Predicate Register are part of the 8192 Regs of a mp or not


I’m wondering wether the predicate registers needed for e.g. if statements are taken from the standard 8192 available registers per multiprocessor? Or are there a special set of predicate registers?
If they are taken, a lot of if clauses spoil my register usage und has anyone managed to use only one predicate register for all if clauses?


Yes and no

  • G80 has four predicate “condition code” registers per thread. These are separate from the normal ones.
  • If you run out of these four (for some reason, for example nested conditions), normal registers are used (by juggling the contents between cc and normal registers)


So you say that there are 768*4 extra predicate registers!

If I have a problem with occupancy, predicate registers are not utilized?

AFAIK, register files do not support indexing or addressing, so its hard to coalesce them to regular registers, even by the driver. A predicate register is a single bit, so this doesn’t provide a lot of extra storage either.

In a program of mine I see $p1 to $p39 in the compiled ptx file . Which in my opinion means, that the if clauses need 39 predicate registers.

So first question:
My program only needs about 40 registers. As said above, 4 predicate come per thread the rest is taken from normal registers. So my kernel would then only use 5 registers (40 -39 + 4 ) for its computations? That cannot be true!

Is there a way to reuse the predicate registers? As the result is never needed again later on!



in ptx there is no re-use of registers, that step is performed in a later stage (conversion to GPU-specific cubin), so you will also see a lot of other registers being used in ptx.

I was wondering, since a predicate register is 1 bit, if it is swapped in place of a register(because we use more then 4) does it use a whole 32-bit register for each or does it use one bit at a time in a single register? (so one register would count for 32 predicates)

Is a predicate swap slow?

Thank you.

IIRC, the compiler stores each predicate in a 16-bit half-registers.
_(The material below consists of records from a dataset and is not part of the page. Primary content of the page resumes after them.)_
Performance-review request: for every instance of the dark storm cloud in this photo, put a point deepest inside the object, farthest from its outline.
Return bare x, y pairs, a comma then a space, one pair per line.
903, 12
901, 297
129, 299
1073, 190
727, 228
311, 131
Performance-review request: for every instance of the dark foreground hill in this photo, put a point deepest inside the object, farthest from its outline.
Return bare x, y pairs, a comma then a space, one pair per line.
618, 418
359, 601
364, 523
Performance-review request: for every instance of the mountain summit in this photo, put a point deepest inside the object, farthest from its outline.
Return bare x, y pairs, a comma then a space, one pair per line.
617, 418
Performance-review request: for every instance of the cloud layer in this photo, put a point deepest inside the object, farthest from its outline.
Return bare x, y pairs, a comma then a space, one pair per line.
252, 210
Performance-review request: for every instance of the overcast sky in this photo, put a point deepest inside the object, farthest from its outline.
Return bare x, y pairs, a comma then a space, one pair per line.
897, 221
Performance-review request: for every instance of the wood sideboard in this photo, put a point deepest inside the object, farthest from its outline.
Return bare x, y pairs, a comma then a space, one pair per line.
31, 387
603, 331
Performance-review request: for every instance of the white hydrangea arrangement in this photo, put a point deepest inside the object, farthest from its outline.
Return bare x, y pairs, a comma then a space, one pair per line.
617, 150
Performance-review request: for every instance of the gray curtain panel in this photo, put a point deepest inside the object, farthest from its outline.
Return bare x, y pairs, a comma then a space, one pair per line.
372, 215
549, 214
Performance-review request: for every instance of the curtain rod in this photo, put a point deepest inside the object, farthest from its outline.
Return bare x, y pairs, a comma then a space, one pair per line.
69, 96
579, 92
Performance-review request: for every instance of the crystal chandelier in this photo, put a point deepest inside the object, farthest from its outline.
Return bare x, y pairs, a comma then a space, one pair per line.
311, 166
To be able to compact multiple predicates per register, you would need either to use a lot of predicates per thread, or use communication between threads through shared memory.

In the worst case, it just cost a mov between registers, so one instruction. It shouldn’t be significant.

Thank you for your help. I googled that and looked in the docs for an hour or so and could not find the info. I will not be so afraid of over using predicates now (except for watching the register usage) Thanks again.